The main disadvantage of symbolic methods in practical, real life applications is its complexity. Even if a system is able to return a symbolic answer in a short time, this answer is often not humanly interpretable. Therefore, a symbolic simplification is necessary, either before, during, or after generation. Of course, the result must still be approximately correct.
This leads to the problem of validity of ``simplified'' symbolic computation. A completely open subproblem is the validity resp. error estimation of Gröbner basis computations with floating point coefficients.
The simplification problem means providing simple and humanly understandable symbolic solutions which are approximately correct for numerical values in a region which can be specified. This problem belongs, in my opinion, perhaps to the most important ones in connection with applications of computer algebra to industrial and economical problems.
Before Gröbner bases were introduced by Buchberger, the so-called Ritt-Wu method, cf. Ri, was developed for symbolic computation in non-commutative rings of differential operators. However, nowadays, commutative Gröbner bases are implemented in almost every major computer algebra system, whilst only few systems provide non-commutative algorithms. Standard bases for some non-commutative structures have been implemented in the system FELIX [Apel and Klaus1991] as well as in an experimental version in SINGULAR; the system Bergman and an extension called Anick can compute Gröbner bases and higher syzygies in the non-commutative case.
Highly desirable are effective implementations for non-commutative Gröbner bases in the Weyl algebra, the Grassmannian, for D-modules or the enveloping algebra of a finite dimensional Lie algebra (the general theory being basically understood, cf. Mo2,Uv,Ap).
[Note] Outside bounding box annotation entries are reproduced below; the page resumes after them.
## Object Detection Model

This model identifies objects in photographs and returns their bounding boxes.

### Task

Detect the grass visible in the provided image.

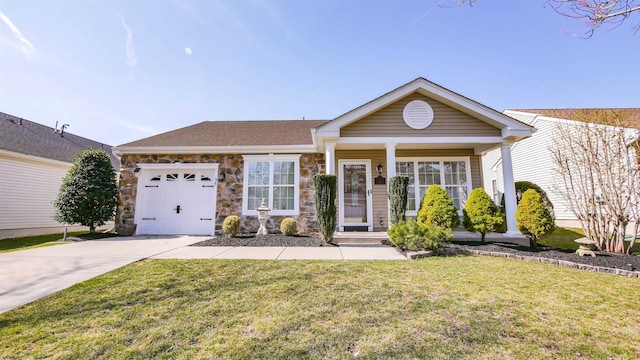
[0,231,86,253]
[0,257,640,359]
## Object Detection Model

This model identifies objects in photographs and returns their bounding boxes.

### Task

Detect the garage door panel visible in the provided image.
[137,169,217,235]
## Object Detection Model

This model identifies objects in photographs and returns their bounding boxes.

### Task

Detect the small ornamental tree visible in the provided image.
[418,185,460,229]
[462,188,503,242]
[53,149,118,233]
[500,181,555,216]
[389,176,409,225]
[313,174,337,244]
[516,189,555,246]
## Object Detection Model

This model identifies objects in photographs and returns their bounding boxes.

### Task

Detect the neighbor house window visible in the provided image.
[242,155,300,215]
[396,157,471,216]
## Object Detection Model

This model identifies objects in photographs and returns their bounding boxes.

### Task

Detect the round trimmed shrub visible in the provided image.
[418,185,460,229]
[463,188,503,242]
[387,220,452,251]
[222,215,240,237]
[516,189,555,246]
[280,218,298,236]
[500,181,555,219]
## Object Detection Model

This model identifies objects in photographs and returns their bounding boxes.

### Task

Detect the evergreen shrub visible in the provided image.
[53,149,118,233]
[418,185,460,229]
[313,174,337,244]
[222,215,240,237]
[280,218,298,236]
[516,189,555,246]
[463,188,504,242]
[389,176,409,224]
[387,219,452,251]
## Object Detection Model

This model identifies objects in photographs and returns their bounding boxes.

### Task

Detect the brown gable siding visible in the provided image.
[340,93,501,137]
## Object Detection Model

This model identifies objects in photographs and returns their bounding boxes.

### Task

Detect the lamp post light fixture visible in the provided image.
[256,199,271,235]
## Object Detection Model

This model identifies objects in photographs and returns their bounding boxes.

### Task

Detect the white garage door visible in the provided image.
[136,169,218,235]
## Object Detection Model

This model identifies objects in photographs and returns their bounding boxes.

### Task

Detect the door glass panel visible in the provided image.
[342,164,367,224]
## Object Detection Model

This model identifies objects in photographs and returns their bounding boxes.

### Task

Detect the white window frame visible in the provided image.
[242,154,300,216]
[396,156,473,217]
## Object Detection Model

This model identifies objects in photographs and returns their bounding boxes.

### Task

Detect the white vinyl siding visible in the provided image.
[0,154,71,229]
[482,112,576,220]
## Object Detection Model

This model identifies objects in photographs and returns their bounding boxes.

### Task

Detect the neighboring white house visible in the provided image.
[482,108,640,227]
[0,112,119,239]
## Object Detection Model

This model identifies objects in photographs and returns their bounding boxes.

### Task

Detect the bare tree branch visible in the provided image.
[549,110,640,253]
[453,0,640,38]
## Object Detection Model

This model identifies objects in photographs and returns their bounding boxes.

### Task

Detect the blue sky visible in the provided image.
[0,0,640,145]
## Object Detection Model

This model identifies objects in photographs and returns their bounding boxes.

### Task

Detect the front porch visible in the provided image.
[333,228,529,246]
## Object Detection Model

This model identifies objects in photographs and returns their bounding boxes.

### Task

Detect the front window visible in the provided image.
[242,155,300,215]
[396,158,471,216]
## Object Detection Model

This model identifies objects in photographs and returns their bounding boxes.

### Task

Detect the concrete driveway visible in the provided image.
[0,236,210,313]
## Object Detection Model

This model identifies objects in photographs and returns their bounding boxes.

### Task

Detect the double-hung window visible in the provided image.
[242,155,300,215]
[396,157,471,216]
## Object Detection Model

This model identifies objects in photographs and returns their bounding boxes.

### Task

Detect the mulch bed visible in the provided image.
[191,234,332,247]
[191,234,640,271]
[445,241,640,271]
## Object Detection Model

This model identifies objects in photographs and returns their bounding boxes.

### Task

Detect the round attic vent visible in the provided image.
[402,100,433,130]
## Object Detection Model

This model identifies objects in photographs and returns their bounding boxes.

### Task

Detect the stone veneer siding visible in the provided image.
[116,154,324,236]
The recent textbook of SST shows a
wide variety of algorithms for modules over the Weyl algebra and
-modules for which an efficient implementation is missing.
But even classical algebraic geometry, as was shown, for example, by KM, has a natural embedding into non-commutative algebraic geometry. A special case is known as quantisation, a kind of non-commutative deformation of a commutative algebra.
Providing algorithms and implementations for the use of computer algebra in non-commutative algebraic geometry could become a task and challenge for a new generation of computer algebra systems.